Was sind die Gründe für Leerstände in Waldshut-Tiengen? Und mit welchen Strategien könnte man einem weiteren Sterben des Einzelhandels entgegenwirken?

Das sagt die Aktionsgemeinschaft Tiengen

„Das Schwierige ist, dass wir oft nur den gleichen Einblick haben, wie die Leute auf der Straße. Was der Immobilienbesitzer konkret plant, wissen wir meist auch nicht“, erklärt die Vorsitzende der Aktionsgemeinschaft, Nikola Kögel, im Gespräch. Trotzdem: Ideen gäbe es viele. So könnte man zum Beispiel das „Städtle“ insgesamt attraktiver gestalten – mit der Schaffung weiterer Begegnungsstätten oder auch Kunsträume. Aber: „Es braucht eben auch die Umsetzer.“

Da sei besonders die Hoffnung, dass sich das Citymanagement da einbinde. „Die haben ganz andere Kontakte und auch Ideen, um wieder Leben hineinzubringen.“ Weiterhin seien Leerstände ja nicht nur ein Tiengener oder Waldshuter Problem, sondern ein bundesweites Problem. Und da müssten sich bei der Umsetzung eben Profis herantasten. Viele der Leerstände würden übrigens aus Altersgründen entstehen, weil die Inhaber einfach keine Nachfolger finden.

Kurt Reckermann sieht auch sogenannte Pop-Ups als mögliches Konzept. Dabei geht es darum, dass man Interessenten Verkaufsräume eine gewisse Zeit lang zur Verfügung stellt, um zu schauen, ob sich bestimmte Ideen umsetzen lassen. Nikola Kögel präzisiert: „Dabei wird dann ein Teil oder auch die gesamte Miete übernommen, um das Konzept anzutesten, um dann ein langfristiges Geschäftsmodell zu verwirklichen.“ Aber da müssten alle Seiten – wie etwa die Immobilienbesitzer – mitziehen, um bei der Miete entgegenzukommen.

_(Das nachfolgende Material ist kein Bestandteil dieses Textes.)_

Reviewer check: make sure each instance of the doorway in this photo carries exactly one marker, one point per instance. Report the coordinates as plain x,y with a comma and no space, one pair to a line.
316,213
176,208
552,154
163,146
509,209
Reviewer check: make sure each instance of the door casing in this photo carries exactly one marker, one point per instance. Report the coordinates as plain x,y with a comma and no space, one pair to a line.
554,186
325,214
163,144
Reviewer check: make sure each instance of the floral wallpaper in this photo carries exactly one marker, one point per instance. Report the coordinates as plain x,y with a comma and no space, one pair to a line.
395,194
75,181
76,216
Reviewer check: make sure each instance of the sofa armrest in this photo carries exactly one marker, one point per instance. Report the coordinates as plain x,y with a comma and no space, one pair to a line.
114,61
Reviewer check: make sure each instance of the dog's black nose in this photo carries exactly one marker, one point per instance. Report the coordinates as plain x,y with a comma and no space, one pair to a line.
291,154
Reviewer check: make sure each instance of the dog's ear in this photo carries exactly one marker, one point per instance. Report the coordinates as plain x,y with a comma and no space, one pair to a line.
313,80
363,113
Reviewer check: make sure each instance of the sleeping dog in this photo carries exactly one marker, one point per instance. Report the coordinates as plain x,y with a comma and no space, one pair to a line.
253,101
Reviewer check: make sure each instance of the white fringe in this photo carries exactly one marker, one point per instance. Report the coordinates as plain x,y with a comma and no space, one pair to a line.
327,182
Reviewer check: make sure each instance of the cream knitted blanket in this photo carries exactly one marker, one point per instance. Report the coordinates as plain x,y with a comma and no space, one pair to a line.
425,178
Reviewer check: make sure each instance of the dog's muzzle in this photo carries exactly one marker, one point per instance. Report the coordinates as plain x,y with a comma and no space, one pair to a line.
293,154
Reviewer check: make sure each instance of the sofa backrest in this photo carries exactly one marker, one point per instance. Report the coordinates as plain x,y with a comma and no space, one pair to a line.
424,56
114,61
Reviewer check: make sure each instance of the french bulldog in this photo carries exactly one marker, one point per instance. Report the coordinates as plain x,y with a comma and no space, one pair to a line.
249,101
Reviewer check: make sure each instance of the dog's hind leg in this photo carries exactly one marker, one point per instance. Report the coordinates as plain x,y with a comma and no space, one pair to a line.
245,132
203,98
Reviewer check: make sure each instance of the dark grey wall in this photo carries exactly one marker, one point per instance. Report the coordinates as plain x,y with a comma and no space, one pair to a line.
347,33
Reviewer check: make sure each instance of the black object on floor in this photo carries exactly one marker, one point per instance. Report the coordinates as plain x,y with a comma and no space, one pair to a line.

Setzen sich für attraktiven Einzelhandel in der Stadt ein, von links: Kurt Reckermann (Geschäftsführer der Aktionsgemeinschaft Tiengen), ...
Setzen sich für attraktiven Einzelhandel in der Stadt ein, von links: Kurt Reckermann (Geschäftsführer der Aktionsgemeinschaft Tiengen), Monika Studinger (City-Managerin in Waldshut-Tiengen) und Nikola Kögel (Vorsitzende der Aktionsgemeinschaft Tiengen). | Bild: Müller, Gregor

Doch auch das Verhalten der Kunden selbst sieht die Aktionsgemeinschaft als einen wichtigen Faktor an, damit Einzelhandel funktionieren kann. „Die Kunden müssen sich bewusst machen, dass sie auch mit ihrem eigenen Verhalten Einfluss auf solche Entwicklungen haben“, meint Nikola Kögel.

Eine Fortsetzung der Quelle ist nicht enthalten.